Operational creditors file plea opposing Alok Industries’ liquidation
Mumbai: Ten operational creditors of textile maker Alok Industries Ltd on Tuesday filed an interlocutory petition in the bankruptcy court, on the lines of a similar one filed by its employees last week, to consider a resolution plan submitted by Reliance Industries and J.M. Financial ARC, and save the debt-ridden company from liquidation.
As per law, three-fourth of a troubled company’s financial lenders must agree to a resolution plan before it is implemented.
In Alok Industries’s case, only 70% have agreed to the Reliance-JM Financial plan, exposing it to potential liquidation that employees and operational creditors are trying to avoid.

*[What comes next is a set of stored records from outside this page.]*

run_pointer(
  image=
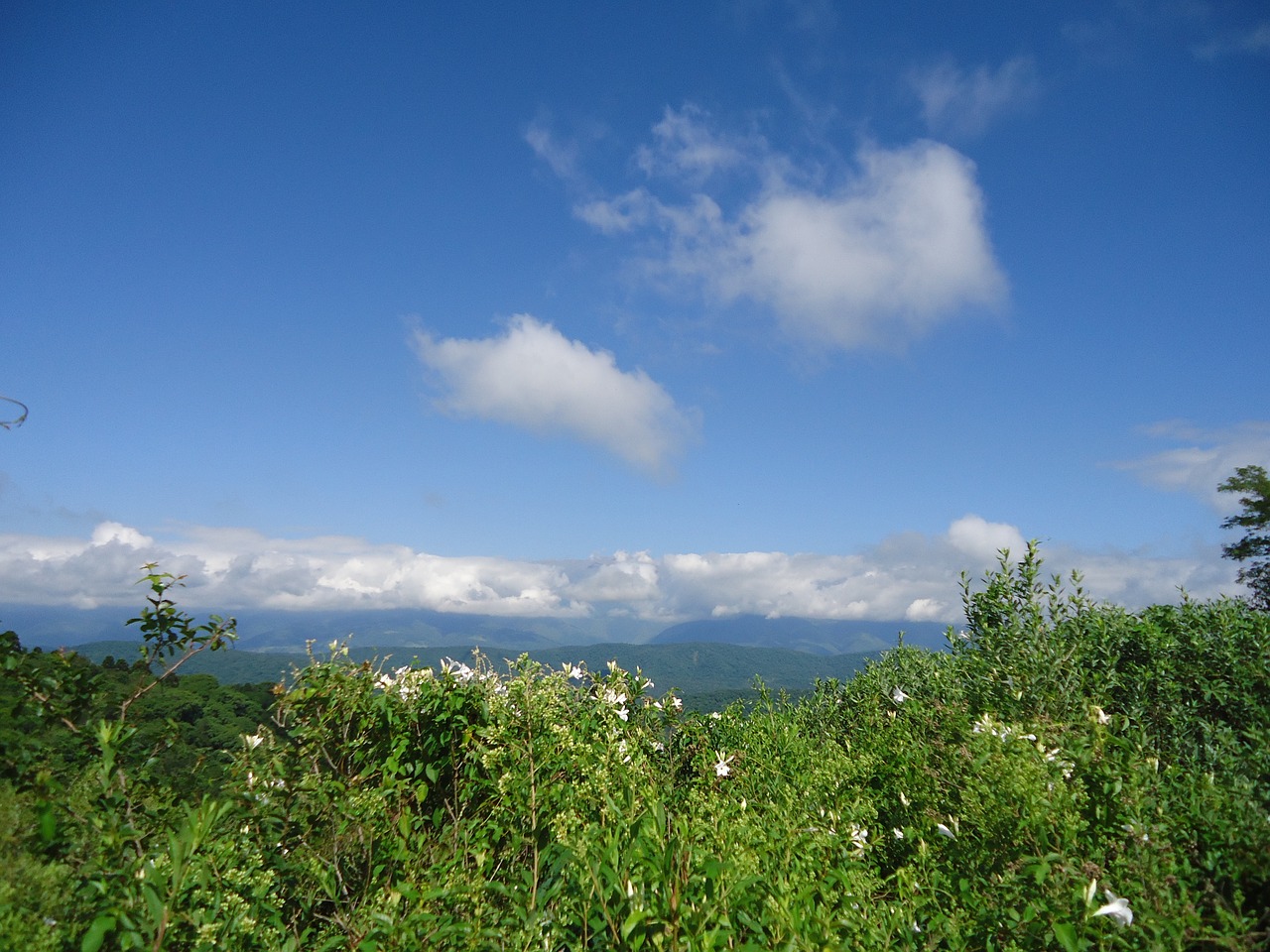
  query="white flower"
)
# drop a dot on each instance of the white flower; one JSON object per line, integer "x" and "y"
{"x": 858, "y": 838}
{"x": 1116, "y": 907}
{"x": 616, "y": 698}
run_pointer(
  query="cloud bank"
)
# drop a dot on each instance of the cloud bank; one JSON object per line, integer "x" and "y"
{"x": 535, "y": 379}
{"x": 907, "y": 576}
{"x": 892, "y": 248}
{"x": 1205, "y": 460}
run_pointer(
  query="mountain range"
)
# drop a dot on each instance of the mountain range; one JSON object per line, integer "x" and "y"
{"x": 264, "y": 630}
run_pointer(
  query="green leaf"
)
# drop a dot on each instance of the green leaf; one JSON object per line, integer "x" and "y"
{"x": 1066, "y": 936}
{"x": 102, "y": 927}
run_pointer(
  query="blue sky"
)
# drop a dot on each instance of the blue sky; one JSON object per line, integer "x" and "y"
{"x": 639, "y": 308}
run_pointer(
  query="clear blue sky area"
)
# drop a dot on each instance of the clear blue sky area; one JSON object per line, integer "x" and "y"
{"x": 663, "y": 309}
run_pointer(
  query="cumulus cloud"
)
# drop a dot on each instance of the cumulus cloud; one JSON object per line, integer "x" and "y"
{"x": 896, "y": 248}
{"x": 1251, "y": 41}
{"x": 536, "y": 379}
{"x": 965, "y": 102}
{"x": 562, "y": 158}
{"x": 1205, "y": 458}
{"x": 908, "y": 576}
{"x": 983, "y": 539}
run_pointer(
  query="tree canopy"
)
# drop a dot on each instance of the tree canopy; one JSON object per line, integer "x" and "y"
{"x": 1254, "y": 548}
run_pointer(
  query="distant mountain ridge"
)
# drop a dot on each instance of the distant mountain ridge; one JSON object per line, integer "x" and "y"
{"x": 270, "y": 630}
{"x": 813, "y": 635}
{"x": 701, "y": 671}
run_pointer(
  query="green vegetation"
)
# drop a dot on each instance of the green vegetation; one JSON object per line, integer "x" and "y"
{"x": 699, "y": 673}
{"x": 1067, "y": 775}
{"x": 1254, "y": 547}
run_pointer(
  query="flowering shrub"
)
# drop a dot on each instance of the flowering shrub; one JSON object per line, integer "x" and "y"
{"x": 1066, "y": 775}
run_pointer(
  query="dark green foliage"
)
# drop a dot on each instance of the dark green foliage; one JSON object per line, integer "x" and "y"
{"x": 1254, "y": 548}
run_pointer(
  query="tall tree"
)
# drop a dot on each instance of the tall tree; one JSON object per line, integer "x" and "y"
{"x": 1254, "y": 548}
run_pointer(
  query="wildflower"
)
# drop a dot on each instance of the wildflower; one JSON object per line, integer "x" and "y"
{"x": 858, "y": 838}
{"x": 1116, "y": 907}
{"x": 616, "y": 698}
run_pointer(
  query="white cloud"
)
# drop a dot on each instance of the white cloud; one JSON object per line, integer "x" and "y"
{"x": 1252, "y": 41}
{"x": 878, "y": 261}
{"x": 562, "y": 158}
{"x": 1206, "y": 458}
{"x": 536, "y": 379}
{"x": 686, "y": 146}
{"x": 907, "y": 576}
{"x": 964, "y": 103}
{"x": 109, "y": 532}
{"x": 983, "y": 539}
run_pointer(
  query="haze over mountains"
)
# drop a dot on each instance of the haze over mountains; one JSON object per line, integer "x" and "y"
{"x": 41, "y": 626}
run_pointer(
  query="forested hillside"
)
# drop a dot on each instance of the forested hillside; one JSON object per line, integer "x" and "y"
{"x": 698, "y": 671}
{"x": 1069, "y": 775}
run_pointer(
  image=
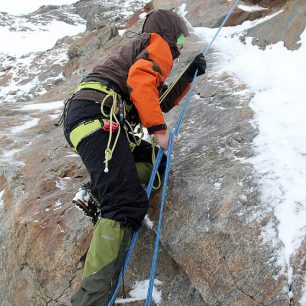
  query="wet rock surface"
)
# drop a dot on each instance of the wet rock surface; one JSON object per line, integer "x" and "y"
{"x": 211, "y": 248}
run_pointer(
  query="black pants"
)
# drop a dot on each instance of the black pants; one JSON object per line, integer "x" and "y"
{"x": 122, "y": 196}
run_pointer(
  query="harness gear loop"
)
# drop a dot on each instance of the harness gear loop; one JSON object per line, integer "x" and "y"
{"x": 154, "y": 144}
{"x": 112, "y": 116}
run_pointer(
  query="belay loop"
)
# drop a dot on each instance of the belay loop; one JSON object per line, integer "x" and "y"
{"x": 154, "y": 171}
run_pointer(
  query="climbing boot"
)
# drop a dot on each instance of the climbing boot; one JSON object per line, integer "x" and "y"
{"x": 103, "y": 263}
{"x": 87, "y": 200}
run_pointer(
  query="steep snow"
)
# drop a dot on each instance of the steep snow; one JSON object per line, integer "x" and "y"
{"x": 276, "y": 76}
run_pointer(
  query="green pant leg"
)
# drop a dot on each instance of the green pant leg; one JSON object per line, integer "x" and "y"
{"x": 103, "y": 263}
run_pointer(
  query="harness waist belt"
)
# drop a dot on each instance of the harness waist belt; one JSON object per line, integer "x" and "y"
{"x": 83, "y": 130}
{"x": 95, "y": 86}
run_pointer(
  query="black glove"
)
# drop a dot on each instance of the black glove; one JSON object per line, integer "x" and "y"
{"x": 198, "y": 63}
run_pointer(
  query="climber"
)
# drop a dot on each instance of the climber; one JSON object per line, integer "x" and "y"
{"x": 99, "y": 122}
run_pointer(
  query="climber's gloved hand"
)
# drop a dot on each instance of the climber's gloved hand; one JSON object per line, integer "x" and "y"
{"x": 199, "y": 63}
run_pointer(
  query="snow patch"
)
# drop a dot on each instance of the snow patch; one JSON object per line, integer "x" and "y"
{"x": 42, "y": 38}
{"x": 303, "y": 298}
{"x": 22, "y": 7}
{"x": 1, "y": 201}
{"x": 62, "y": 183}
{"x": 43, "y": 106}
{"x": 139, "y": 292}
{"x": 279, "y": 106}
{"x": 148, "y": 222}
{"x": 26, "y": 126}
{"x": 81, "y": 195}
{"x": 251, "y": 8}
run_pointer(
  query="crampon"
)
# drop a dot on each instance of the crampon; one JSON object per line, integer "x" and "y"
{"x": 86, "y": 200}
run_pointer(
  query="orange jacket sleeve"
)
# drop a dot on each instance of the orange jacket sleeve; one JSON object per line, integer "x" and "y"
{"x": 145, "y": 75}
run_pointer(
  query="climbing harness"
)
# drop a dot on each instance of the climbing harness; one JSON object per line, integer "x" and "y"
{"x": 154, "y": 171}
{"x": 110, "y": 123}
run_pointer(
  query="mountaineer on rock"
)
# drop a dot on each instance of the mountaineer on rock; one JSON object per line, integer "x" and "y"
{"x": 99, "y": 122}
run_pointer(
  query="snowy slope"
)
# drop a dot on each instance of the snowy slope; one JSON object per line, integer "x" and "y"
{"x": 276, "y": 76}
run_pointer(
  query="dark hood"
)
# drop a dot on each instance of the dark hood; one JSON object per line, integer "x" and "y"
{"x": 167, "y": 24}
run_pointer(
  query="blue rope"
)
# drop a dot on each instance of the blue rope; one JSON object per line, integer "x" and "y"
{"x": 135, "y": 234}
{"x": 170, "y": 147}
{"x": 167, "y": 171}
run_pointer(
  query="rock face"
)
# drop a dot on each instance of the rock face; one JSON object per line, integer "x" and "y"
{"x": 211, "y": 250}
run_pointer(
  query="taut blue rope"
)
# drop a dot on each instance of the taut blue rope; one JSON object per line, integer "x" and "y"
{"x": 167, "y": 171}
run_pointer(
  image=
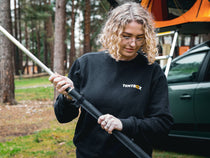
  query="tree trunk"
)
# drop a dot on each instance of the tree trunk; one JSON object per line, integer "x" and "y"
{"x": 87, "y": 47}
{"x": 59, "y": 46}
{"x": 6, "y": 57}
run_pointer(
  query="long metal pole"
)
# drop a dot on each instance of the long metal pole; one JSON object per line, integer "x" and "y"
{"x": 135, "y": 149}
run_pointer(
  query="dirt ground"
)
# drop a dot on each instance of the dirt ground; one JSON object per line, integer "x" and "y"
{"x": 24, "y": 118}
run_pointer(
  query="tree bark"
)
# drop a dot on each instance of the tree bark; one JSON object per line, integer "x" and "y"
{"x": 59, "y": 46}
{"x": 6, "y": 57}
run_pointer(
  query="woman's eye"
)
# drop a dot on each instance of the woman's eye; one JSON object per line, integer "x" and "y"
{"x": 139, "y": 38}
{"x": 126, "y": 37}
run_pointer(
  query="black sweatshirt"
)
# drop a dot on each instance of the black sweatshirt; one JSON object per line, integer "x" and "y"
{"x": 133, "y": 91}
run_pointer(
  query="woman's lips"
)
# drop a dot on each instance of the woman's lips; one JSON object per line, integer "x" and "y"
{"x": 129, "y": 49}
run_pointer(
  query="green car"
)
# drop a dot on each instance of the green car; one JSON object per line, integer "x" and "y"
{"x": 189, "y": 93}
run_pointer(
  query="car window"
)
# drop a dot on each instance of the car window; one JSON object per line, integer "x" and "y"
{"x": 185, "y": 69}
{"x": 207, "y": 76}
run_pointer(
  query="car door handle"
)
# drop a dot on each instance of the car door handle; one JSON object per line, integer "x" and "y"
{"x": 185, "y": 97}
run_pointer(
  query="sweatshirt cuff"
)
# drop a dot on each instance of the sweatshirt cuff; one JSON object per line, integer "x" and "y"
{"x": 127, "y": 125}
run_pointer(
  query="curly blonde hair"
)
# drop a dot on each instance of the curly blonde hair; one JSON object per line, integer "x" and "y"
{"x": 118, "y": 18}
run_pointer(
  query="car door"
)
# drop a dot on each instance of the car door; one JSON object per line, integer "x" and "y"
{"x": 202, "y": 102}
{"x": 182, "y": 81}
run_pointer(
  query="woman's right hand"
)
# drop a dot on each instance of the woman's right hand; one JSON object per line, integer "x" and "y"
{"x": 61, "y": 83}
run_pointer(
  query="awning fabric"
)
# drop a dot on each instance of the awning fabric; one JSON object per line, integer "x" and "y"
{"x": 195, "y": 20}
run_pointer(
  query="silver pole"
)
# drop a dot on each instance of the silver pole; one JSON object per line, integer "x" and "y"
{"x": 27, "y": 52}
{"x": 171, "y": 53}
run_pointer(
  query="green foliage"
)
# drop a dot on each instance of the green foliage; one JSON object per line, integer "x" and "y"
{"x": 34, "y": 89}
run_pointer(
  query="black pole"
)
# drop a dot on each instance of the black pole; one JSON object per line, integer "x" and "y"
{"x": 135, "y": 149}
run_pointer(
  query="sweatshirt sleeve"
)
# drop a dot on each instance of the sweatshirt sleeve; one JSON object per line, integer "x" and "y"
{"x": 157, "y": 120}
{"x": 66, "y": 110}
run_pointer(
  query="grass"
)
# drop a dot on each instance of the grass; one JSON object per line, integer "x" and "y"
{"x": 55, "y": 141}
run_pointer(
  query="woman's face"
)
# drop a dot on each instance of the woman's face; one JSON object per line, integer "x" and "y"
{"x": 132, "y": 38}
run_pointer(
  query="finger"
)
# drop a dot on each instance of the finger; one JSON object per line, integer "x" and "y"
{"x": 111, "y": 128}
{"x": 100, "y": 119}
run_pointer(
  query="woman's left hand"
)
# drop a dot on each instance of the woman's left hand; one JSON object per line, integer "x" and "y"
{"x": 109, "y": 123}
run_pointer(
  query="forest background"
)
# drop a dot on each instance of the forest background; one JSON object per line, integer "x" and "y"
{"x": 56, "y": 32}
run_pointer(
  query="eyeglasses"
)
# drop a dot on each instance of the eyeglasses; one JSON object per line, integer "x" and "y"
{"x": 130, "y": 39}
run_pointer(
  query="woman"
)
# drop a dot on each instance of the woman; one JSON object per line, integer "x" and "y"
{"x": 123, "y": 83}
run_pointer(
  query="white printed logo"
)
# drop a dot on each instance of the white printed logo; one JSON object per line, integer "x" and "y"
{"x": 132, "y": 86}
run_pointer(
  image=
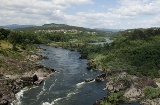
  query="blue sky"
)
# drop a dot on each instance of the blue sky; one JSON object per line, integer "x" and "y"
{"x": 112, "y": 14}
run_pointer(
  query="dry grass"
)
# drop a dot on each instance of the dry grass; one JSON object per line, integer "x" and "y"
{"x": 4, "y": 44}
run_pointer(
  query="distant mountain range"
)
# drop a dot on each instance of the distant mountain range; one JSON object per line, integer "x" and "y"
{"x": 54, "y": 26}
{"x": 15, "y": 26}
{"x": 109, "y": 30}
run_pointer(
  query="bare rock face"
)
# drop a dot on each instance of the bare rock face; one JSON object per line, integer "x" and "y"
{"x": 151, "y": 102}
{"x": 89, "y": 80}
{"x": 133, "y": 93}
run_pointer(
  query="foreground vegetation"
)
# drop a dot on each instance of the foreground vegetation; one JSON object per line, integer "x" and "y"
{"x": 135, "y": 52}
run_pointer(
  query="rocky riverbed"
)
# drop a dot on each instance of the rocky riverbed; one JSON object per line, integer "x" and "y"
{"x": 131, "y": 87}
{"x": 16, "y": 74}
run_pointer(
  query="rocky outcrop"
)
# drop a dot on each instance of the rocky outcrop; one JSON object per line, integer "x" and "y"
{"x": 101, "y": 77}
{"x": 150, "y": 102}
{"x": 89, "y": 80}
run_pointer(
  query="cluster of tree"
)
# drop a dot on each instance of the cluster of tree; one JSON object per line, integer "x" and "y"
{"x": 136, "y": 51}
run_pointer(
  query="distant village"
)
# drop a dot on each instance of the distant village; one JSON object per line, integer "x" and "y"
{"x": 63, "y": 31}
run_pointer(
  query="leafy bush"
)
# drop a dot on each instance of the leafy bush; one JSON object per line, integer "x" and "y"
{"x": 151, "y": 92}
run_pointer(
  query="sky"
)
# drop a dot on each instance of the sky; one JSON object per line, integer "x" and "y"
{"x": 109, "y": 14}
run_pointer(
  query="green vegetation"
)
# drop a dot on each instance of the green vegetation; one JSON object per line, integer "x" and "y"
{"x": 151, "y": 92}
{"x": 114, "y": 99}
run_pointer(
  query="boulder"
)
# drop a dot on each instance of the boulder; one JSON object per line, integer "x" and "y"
{"x": 34, "y": 78}
{"x": 89, "y": 80}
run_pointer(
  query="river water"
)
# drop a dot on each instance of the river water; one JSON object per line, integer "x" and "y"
{"x": 66, "y": 87}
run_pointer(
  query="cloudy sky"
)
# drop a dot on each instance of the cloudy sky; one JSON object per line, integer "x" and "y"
{"x": 113, "y": 14}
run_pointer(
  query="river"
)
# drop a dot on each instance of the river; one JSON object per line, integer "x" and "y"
{"x": 66, "y": 87}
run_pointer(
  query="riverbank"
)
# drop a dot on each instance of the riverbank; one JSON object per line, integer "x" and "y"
{"x": 15, "y": 74}
{"x": 125, "y": 88}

Typically, an interlocutory application is moved to seek urgent relief or to bring certain new facts to the knowledge of the court.
The liquidation value of Alok Industries is Rs4,200 crore, while the resolution plan from Reliance offers Rs5,050 crore upfront, the petition filed before the Ahmedabad bench of National Company Law Tribunal said. Mint has seen a copy of the petition.
“The Resolution Professional under the Code has no authority to decide on the liquidation of the corporate debtor (Alok Industries). It is the prerogative of the tribunal whether to pass the liquidation order under Section 33 of the Code or not,” the petition added.
The petitioners also asked NCLT to direct lenders not to pass a liquidation order until the disposal of the intervention application.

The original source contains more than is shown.